I’ve been working on the OECD Guidelines for some time now, so I’m particularly interested to see how this process works out. Basically, governments sign onto the Guidelines – which articulate widely accepted standards on topics like enivronmental performance, corruption, transparency, and labor practices – and commit to creating a National Contact Point (NCP) to handle complaints that the country’s companies are not complying. While the Guidelines are not legally binding on companies, the NCP system theoretically creates pressure on the companies and assists them to conform to the Guidelines, and provides mediation services to help affected parties and companies come to an agreement on how to proceed. In practice, most countries’ NCPs do relatively little to resolve disputes under the Guidelines (the U.S. is a particularly egregious example), but a few governments have shown a real commitment to the process. The Netherlands fits into the latter category, which gives me some hope for this complaint.
The complainants claim that Shell consistently publicized baseless figures about oil spill responsibility, including statistics stating that 85% of all oil spills in the Delta were due to attacks by militants and sabotage by Delta residents. In doing so, it wrongly absolved itself of blame for leaky pipes and shoddily maintained facilities, thereby avoiding financial liability for cleaning up the spills and compensating injured individuals and communities. This complaint may serve to counter a controversial report released in August 2010 by the UN Environmental Program (UNEP), which mostly exonerated Shell of responsibility for 40 years of oil pollution in Ogoni. UNEP has since made clear that the information on which this conclusion was based came entirely from the Nigerian government and drew from figures provided by the oil companies.

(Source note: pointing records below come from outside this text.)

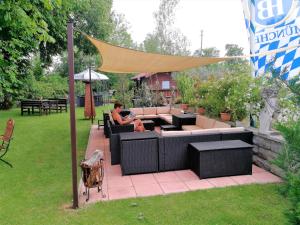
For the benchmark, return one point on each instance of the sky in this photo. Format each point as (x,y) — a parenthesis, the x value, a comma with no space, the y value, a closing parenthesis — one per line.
(222,21)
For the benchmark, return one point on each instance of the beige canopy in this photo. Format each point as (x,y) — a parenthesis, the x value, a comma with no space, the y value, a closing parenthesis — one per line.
(123,60)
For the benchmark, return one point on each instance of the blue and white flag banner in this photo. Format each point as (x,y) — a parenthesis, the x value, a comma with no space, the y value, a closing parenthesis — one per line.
(274,25)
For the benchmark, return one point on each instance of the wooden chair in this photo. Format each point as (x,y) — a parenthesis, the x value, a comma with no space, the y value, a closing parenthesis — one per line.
(5,140)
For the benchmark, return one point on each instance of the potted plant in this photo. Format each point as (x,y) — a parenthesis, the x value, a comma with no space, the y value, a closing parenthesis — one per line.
(201,107)
(192,105)
(225,115)
(185,85)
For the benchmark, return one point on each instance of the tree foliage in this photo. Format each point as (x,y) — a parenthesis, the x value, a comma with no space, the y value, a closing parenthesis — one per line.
(33,32)
(166,39)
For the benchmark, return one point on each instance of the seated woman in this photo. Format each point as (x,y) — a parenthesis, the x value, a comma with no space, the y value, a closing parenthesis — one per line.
(118,119)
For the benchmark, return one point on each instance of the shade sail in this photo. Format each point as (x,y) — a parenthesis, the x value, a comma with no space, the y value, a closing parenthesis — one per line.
(85,76)
(122,60)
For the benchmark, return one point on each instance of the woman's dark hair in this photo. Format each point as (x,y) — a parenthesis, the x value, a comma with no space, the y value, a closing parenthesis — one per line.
(117,105)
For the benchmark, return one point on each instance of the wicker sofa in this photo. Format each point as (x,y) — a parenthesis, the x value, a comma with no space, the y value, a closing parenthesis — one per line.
(158,114)
(161,115)
(172,147)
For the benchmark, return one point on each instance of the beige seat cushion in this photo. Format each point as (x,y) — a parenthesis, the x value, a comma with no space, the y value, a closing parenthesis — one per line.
(206,131)
(163,110)
(191,127)
(175,133)
(176,111)
(208,123)
(150,111)
(167,118)
(162,114)
(150,116)
(137,111)
(219,124)
(232,129)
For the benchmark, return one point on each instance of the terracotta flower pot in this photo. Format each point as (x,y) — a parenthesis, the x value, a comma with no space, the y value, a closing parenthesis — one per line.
(225,116)
(184,107)
(201,110)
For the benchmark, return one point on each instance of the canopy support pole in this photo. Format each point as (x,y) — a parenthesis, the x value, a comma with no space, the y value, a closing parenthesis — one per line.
(72,113)
(91,94)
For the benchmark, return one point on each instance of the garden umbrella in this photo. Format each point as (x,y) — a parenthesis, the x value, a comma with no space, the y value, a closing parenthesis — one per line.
(87,76)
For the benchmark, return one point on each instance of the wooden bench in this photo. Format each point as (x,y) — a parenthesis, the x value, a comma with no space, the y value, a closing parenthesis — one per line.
(34,106)
(60,104)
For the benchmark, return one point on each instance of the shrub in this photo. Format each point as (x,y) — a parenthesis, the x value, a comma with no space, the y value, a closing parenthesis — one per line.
(233,93)
(186,87)
(289,161)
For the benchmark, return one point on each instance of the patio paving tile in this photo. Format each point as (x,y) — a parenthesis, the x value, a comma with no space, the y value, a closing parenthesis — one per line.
(256,169)
(186,175)
(173,187)
(266,177)
(121,193)
(222,181)
(116,186)
(143,179)
(166,177)
(148,189)
(124,181)
(198,184)
(244,179)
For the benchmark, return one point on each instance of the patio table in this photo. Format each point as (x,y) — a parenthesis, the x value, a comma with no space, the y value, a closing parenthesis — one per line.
(183,119)
(220,158)
(139,152)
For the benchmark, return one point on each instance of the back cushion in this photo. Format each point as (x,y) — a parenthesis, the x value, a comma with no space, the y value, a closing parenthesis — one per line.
(137,111)
(111,119)
(208,123)
(175,133)
(150,111)
(163,110)
(200,120)
(219,124)
(176,111)
(206,131)
(232,129)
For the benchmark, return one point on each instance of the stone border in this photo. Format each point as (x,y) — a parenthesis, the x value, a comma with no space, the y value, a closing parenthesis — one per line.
(266,149)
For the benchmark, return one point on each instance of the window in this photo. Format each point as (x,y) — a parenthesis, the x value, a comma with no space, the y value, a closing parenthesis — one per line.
(165,85)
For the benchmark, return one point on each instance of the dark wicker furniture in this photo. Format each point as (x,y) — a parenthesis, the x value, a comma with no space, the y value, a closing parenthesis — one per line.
(220,158)
(183,119)
(139,152)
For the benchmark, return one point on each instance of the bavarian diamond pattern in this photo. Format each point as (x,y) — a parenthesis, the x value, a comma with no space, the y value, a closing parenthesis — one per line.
(288,60)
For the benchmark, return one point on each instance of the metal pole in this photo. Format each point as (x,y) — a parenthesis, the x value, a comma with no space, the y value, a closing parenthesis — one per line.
(91,94)
(201,42)
(72,113)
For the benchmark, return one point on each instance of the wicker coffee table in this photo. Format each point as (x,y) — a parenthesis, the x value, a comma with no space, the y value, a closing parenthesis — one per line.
(220,158)
(183,119)
(139,152)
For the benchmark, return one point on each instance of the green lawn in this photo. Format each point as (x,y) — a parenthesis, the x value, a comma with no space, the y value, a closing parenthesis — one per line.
(38,189)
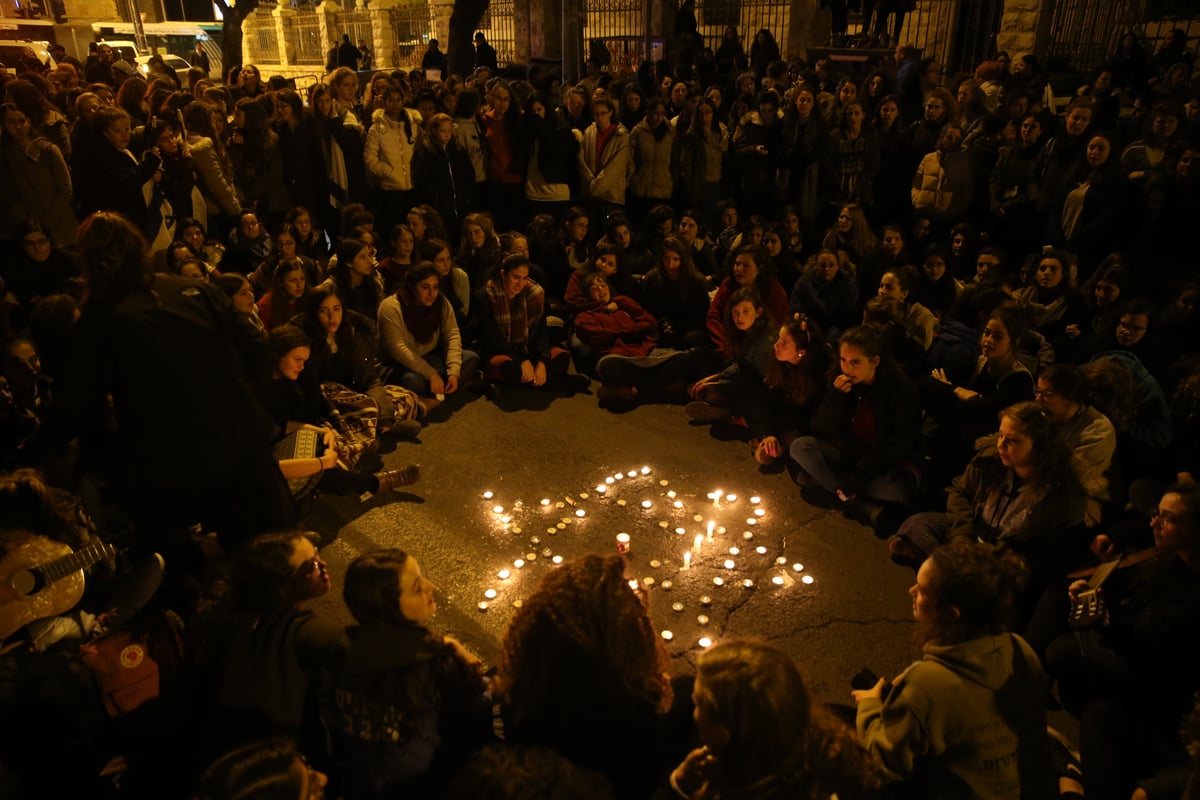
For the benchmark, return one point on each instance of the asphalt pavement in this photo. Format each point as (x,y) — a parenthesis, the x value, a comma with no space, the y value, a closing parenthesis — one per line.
(515,486)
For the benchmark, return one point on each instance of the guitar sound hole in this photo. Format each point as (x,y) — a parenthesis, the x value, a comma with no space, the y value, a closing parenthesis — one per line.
(28,582)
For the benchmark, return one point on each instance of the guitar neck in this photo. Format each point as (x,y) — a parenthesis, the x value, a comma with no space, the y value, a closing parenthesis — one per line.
(81,559)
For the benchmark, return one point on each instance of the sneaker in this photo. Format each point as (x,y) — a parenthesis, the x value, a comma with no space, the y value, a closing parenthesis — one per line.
(703,411)
(406,428)
(395,479)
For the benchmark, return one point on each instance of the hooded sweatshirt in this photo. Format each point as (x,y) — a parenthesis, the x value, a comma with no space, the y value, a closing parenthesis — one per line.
(965,721)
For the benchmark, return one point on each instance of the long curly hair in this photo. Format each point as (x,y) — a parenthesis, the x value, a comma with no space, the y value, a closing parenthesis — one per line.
(582,612)
(779,738)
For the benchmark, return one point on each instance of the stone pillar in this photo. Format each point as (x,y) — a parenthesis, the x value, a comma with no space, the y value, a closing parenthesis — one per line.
(1023,24)
(282,19)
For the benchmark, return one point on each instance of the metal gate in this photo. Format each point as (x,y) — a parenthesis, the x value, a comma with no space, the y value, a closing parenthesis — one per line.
(498,28)
(1087,32)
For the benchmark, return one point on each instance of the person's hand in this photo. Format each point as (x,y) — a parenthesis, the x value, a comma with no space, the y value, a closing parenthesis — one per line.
(1075,588)
(876,691)
(1102,547)
(695,770)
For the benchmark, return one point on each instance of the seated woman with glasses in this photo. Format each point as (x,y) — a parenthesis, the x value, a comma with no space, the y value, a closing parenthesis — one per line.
(513,338)
(263,653)
(1132,681)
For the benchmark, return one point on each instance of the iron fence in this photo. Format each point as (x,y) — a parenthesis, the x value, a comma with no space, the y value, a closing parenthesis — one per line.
(498,26)
(259,40)
(303,37)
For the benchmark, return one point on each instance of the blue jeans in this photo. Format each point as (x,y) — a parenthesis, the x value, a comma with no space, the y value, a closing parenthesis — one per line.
(820,459)
(418,383)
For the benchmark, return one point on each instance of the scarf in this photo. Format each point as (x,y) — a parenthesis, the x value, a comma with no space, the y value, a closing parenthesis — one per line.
(515,317)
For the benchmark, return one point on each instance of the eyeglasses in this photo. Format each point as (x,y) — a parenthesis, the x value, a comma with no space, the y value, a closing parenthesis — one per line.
(1165,516)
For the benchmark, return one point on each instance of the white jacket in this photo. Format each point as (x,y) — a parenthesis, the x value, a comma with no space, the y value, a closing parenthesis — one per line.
(389,151)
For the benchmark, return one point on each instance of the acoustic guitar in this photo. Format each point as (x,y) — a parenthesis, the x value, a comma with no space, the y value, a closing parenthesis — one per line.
(1089,606)
(40,578)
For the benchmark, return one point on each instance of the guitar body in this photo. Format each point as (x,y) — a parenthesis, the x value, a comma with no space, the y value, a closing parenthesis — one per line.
(27,596)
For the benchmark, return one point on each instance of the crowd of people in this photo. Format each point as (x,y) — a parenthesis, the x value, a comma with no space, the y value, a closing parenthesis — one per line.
(960,308)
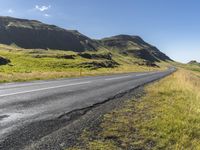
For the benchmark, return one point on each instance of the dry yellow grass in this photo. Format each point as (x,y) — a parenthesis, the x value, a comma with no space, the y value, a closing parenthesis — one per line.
(168,117)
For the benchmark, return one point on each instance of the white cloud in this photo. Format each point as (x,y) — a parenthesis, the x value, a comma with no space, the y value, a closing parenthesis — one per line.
(47,15)
(42,8)
(10,11)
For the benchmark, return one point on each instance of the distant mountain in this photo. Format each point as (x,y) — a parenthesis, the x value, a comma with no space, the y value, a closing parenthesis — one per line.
(136,46)
(194,62)
(32,34)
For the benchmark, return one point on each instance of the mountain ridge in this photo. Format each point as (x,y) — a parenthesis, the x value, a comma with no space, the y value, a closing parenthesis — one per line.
(33,34)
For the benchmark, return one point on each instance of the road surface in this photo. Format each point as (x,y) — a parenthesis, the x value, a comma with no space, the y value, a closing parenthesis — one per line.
(23,104)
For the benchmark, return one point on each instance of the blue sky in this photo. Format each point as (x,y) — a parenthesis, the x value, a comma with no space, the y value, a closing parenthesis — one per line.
(171,25)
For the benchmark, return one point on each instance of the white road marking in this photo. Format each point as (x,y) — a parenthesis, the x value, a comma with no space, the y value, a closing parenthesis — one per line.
(11,85)
(42,89)
(140,74)
(117,78)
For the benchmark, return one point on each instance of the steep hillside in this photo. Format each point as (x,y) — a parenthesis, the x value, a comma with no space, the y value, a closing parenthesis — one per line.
(134,46)
(34,34)
(194,62)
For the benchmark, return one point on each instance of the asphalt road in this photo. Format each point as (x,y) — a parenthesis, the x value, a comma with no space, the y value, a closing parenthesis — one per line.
(23,104)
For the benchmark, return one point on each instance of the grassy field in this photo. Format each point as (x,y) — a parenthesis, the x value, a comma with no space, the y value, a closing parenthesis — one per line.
(49,64)
(167,117)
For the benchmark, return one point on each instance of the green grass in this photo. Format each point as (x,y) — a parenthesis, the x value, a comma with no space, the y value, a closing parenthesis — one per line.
(46,64)
(167,117)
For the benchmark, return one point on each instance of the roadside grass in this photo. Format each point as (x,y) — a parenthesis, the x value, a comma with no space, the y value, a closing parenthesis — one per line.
(40,64)
(167,117)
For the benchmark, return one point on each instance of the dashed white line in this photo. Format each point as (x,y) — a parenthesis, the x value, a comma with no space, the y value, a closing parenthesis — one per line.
(117,78)
(42,89)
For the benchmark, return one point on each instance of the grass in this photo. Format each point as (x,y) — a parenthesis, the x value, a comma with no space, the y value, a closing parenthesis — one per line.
(49,64)
(167,117)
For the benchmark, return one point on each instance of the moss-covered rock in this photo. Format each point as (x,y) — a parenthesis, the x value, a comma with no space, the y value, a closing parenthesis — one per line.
(4,61)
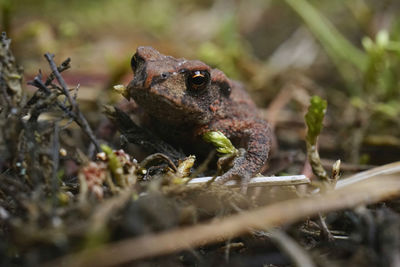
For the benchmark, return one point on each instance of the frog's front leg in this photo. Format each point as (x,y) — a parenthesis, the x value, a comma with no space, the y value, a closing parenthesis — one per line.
(256,137)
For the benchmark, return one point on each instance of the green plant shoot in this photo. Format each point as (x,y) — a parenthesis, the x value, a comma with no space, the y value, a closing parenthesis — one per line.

If it takes its dispute resolution function seriously, then the Dutch NCP has the opportunity to help deal with this controversy once and for all. I recognize that this small government institution has limited resources and can hardly undertake a full investigation without the cooperation of the Nigerian government. However, the NCP can at least attempt to conduct site visits and interviews on the ground, in the Delta region. That failing, it can invite public participation in an effort to collect information from a wider range of actors than those typically considered when compiling oil spill statistics. One thing is for sure: if the NCP throws up its hands and simply relies on the government and the company’s data, as UNEP did, we’ll see more of the same – continuing, mutual recriminations and a lack of accountability for the environmental devastation of the Niger Delta.